My husband has never been to London, which is a big reason why we went.
Since I had already been there twice before — once as recent as last year — I decided to let him pick the places he wanted to go.
Tower of London, the British Museum, a pub to eat fish and chips — he rattled off the usual London must-dos.
Then he said he wanted to see nēnē.
As in the Hawaiian goose endemic to the Islands.
As in the ones we can see at the Honolulu Zoo.
So why did he want to fly 7,200 miles to London to see our own state bird?
Turns out, the Wildfowl and Wetlands Trust in London was instrumental in the successful breeding the nēnē in captivity back in the 1950s and staving off possible (or inevitable) extinction.
My husband had heard about this and wondered if we could visit the actual sanctuary where the nēnē were bred and kept.
Tall orders for me. Luckily, I have mad Google skills and found the preserve where this all happened.
It was a nature reserve Slimbridge, managed by the WWT, where the goose were bred for later re-introduction into the wild in Hawai‘i. It’s located halfway between Bristol and Gloucester on the estuary of the River Severn, more than 115 miles west of London. It opened in November 1946 by the artist and naturalist Sir Peter Scott and sprawls over 120 acres.
This place is a birder’s paradise, with a number of ducks, geese, swans and birds roaming around the preserve. You can see large flocks of white-fronted geese, clusters of pink flamingos, and graceful Bewick’s swans here, in addition to peregrine, merlin, coots, black-tailed godwits, lapwings, ruffs, spotted redshanks and curlew sandpipers.
And yes, the nēnē are everywhere!
What’s great about this reserve is that you can actually walk around and feed these birds. In Hawai‘i, you can’t even get close to a nēnē, much less feed one. (Well, they’re also not the easiest to find in the Islands. The best spots are Haleakalā and Pi‘iholo ranches on Maui and on Hawai‘i Island.)
The nēnē are one of the world’s rarest goose. At one time, there were an estimated 25,000 of them living in Hawai‘i back in the late 1770s. But hunters and predators such as the mongoose, pigs and feral cats have reduced the population to less than 30 birds by 1952. Today, and thanks to Slimbridge, the population is at around 2,500 birds in the state.

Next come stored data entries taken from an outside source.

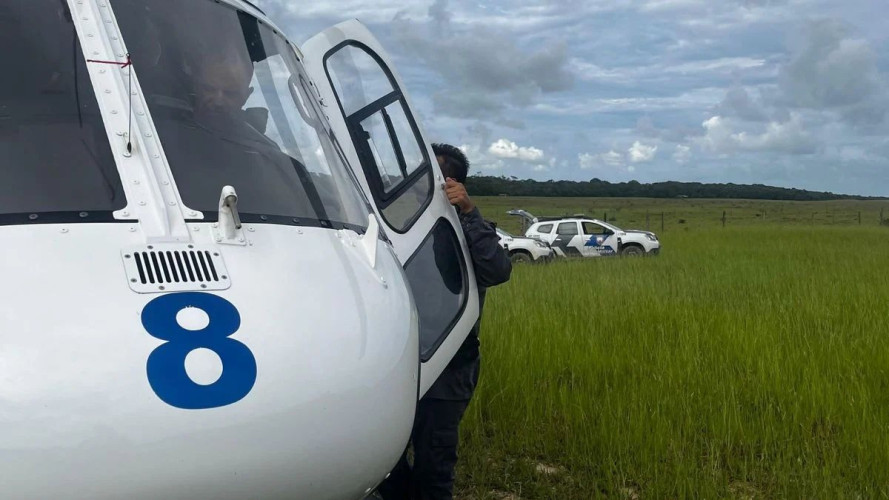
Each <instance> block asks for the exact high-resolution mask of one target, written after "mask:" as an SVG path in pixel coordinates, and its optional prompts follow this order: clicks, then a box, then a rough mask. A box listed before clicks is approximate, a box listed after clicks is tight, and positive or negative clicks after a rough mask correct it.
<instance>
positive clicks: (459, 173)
mask: <svg viewBox="0 0 889 500" xmlns="http://www.w3.org/2000/svg"><path fill="white" fill-rule="evenodd" d="M432 150H433V152H435V157H436V159H437V160H438V165H439V167H441V171H442V173H443V174H444V176H445V178H446V184H445V193H446V194H447V196H448V201H450V202H451V205H454V207H456V209H457V211H458V212H459V214H460V225H461V226H462V228H463V235H464V236H465V238H466V244H467V246H468V247H469V255H470V257H471V258H472V267H473V269H474V270H475V279H476V282H477V284H478V298H479V320H478V322H476V324H475V326H473V328H472V331H471V332H470V333H469V335H468V336H467V337H466V340H465V341H464V342H463V345H461V346H460V348H459V349H458V350H457V354H455V355H454V359H452V360H451V362H450V363H449V364H448V366H447V367H446V368H445V370H444V371H443V372H442V374H441V376H439V378H438V380H436V381H435V383H434V384H432V387H430V388H429V391H428V392H427V393H426V395H425V396H423V398H422V399H421V400H420V402H419V404H418V405H417V415H416V418H415V420H414V428H413V431H412V432H411V444H412V445H413V447H414V463H413V466H411V465H410V464H409V463H408V460H407V454H406V453H405V455H404V456H402V458H401V460H400V461H399V462H398V465H396V466H395V469H394V470H393V471H392V474H391V476H389V479H387V480H386V481H385V482H383V484H382V485H380V487H379V489H378V492H379V494H380V495H382V497H383V498H384V499H385V500H451V499H452V498H453V492H454V467H455V466H456V465H457V442H458V437H459V436H458V428H459V426H460V420H461V419H462V418H463V413H464V412H465V411H466V407H467V406H468V405H469V401H470V399H472V394H473V392H474V391H475V386H476V384H477V383H478V373H479V364H480V361H481V356H480V353H479V340H478V331H479V324H480V323H481V311H482V309H483V307H484V304H485V290H486V289H487V288H488V287H490V286H494V285H499V284H501V283H504V282H506V281H508V280H509V275H510V273H511V272H512V264H511V263H510V260H509V256H508V255H506V252H504V251H503V248H501V247H500V243H499V241H500V238H499V237H498V236H497V232H496V231H495V230H494V228H493V227H491V225H490V224H488V223H487V222H485V220H484V219H482V216H481V213H479V211H478V208H476V206H475V204H474V203H473V202H472V200H471V199H470V198H469V194H468V193H467V192H466V187H465V186H464V185H463V184H464V183H465V182H466V176H467V175H468V173H469V160H468V159H467V158H466V155H465V154H463V152H462V151H460V150H459V149H458V148H456V147H454V146H451V145H449V144H433V145H432Z"/></svg>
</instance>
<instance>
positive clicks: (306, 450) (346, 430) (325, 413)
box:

And they can also be found at all nine of WWT’s reserves.
“They have the golden key,” said keeper John Crooks. “They can do whatever they want.”
There are even otters here, one of the most popular stops at the reserve. And for good reason. These North American otters — a mother and her two daughters — are playful and adorable. If it weren’t illegal, I’d probably have 12 in my backyard.
The otters arrived at the center in 2009 as part of its wetland mammal area called “Back from the Brink.” Crooks, who handles the otters, gives a quick 30-minute talk about otters while he feeds them every day.
After the otter talk, we ventured outside the park and into the preserve. It was just a 20-minute walk along the wetlands.
It was really quite spectacular to spend the afternoon here. And it wasn’t just about hand-feeding the nēnē, either (though I will admit that was one of the highlights). It was seeing how much people care about their natural environment and the animals and plants that are an integral part of it. These folks at WWT really believe in the profound importance about the wetlands, and that was the most inspiring part of our time there.
So yes, the nature reserve was beautiful. But more importantly, it was about how to keep the world this beautiful for other generations to enjoy.